A slice of life mobster tale about bottom feeder Bay Ridge Brooklyn hustlers in the shadow of the Verrazano Bridge, The Narrows manages to be both lyrical and brutal. With its unique take on the conventional crime drama, the movie is tempered with a subtle – as opposed to sledgehammer – female touch courtesy of screenwriter Tatiana Blackington. And the cultural outsider’s keen perspective of French director Francois Velle, who has clearly immersed himself in the ethnic fabric of alternately vibrant and downcast workingclass Brooklyn.
Kevin Zegers is Mike Manadoro, a temperamental local youth with big dreams of studying to becomke a photographer, and diminished prospects. His scornful widower dad (Vincent D’Onofrio), a former sanitation worker on disability, now runs numbers for the neighborhood mob, while Mike does drudge duty for a mob-controlled livery cab company.

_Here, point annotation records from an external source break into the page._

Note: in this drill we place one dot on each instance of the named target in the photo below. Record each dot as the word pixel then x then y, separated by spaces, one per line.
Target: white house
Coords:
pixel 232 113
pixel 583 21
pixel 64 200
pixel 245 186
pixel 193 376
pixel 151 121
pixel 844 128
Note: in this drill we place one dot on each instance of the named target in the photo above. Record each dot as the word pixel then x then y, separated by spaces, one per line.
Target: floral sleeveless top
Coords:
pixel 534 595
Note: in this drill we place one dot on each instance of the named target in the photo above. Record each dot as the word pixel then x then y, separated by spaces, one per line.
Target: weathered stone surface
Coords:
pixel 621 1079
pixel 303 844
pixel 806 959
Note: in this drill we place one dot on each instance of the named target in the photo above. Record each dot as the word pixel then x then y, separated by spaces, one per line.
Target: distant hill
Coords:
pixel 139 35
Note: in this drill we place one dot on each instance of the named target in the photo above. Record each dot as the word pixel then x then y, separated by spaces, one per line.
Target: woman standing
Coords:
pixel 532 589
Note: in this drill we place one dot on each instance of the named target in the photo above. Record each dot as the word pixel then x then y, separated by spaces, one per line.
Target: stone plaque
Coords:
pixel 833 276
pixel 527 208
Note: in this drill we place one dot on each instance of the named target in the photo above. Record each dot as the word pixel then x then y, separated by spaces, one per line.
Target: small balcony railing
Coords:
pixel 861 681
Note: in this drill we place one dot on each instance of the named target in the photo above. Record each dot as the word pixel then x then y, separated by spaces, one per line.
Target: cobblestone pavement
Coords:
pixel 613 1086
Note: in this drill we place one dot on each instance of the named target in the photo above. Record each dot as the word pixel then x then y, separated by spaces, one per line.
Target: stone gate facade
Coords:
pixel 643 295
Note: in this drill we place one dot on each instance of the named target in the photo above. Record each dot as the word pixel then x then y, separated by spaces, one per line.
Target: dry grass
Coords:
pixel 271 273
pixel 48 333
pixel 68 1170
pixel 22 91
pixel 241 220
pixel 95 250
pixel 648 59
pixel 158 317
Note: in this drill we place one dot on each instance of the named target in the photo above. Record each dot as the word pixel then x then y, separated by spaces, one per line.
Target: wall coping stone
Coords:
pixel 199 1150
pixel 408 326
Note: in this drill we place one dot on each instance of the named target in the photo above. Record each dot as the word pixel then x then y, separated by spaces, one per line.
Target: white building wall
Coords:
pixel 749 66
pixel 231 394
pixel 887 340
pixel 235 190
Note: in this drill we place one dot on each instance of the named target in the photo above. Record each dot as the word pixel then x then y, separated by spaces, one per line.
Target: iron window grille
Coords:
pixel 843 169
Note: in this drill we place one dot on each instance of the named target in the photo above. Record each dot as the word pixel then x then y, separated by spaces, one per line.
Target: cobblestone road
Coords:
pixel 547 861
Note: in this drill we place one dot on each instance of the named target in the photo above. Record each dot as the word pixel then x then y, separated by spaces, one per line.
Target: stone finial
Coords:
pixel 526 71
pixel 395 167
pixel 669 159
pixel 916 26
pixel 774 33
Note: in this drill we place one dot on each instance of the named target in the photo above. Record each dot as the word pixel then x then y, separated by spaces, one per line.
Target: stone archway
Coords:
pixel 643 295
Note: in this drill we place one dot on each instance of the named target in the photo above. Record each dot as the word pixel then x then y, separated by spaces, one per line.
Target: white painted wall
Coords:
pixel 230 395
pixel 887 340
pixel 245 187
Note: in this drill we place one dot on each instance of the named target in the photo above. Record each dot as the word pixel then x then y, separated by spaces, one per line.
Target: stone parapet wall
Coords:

And while his longtime girlfriend chain smokes biding her time till her ho-hum guy might propose to her, Mike connives his way into NYU and falls hard for a pampered princess classmate (Sophia Bush).
Meanwhile, two loose cannon thuggish Afghanistan vets from different wars there – Mike’s stressed out boyhood pal Nicky Shades (Eddie Cahill) and an older ferocious Russian hitman – square off tragically over disputed turf. And encroaching Albanian gangsters, along with yuppies in search of gentrified digs, threaten to move in on all of them.
The director impressively shakes up the hackneyed mob genre, conveying a genuine feel for the tense vibes of the hood in his testosterone-fueled tapestry of coarse characters, pungent lingo and a palpable sense of place inseparable from personal identity. And a little take-no-prisoners satire kicks in too, as a classroom of NYU sociology geeks proclaims insight into Brooklyn inner city existence, that they haven’t a clue about.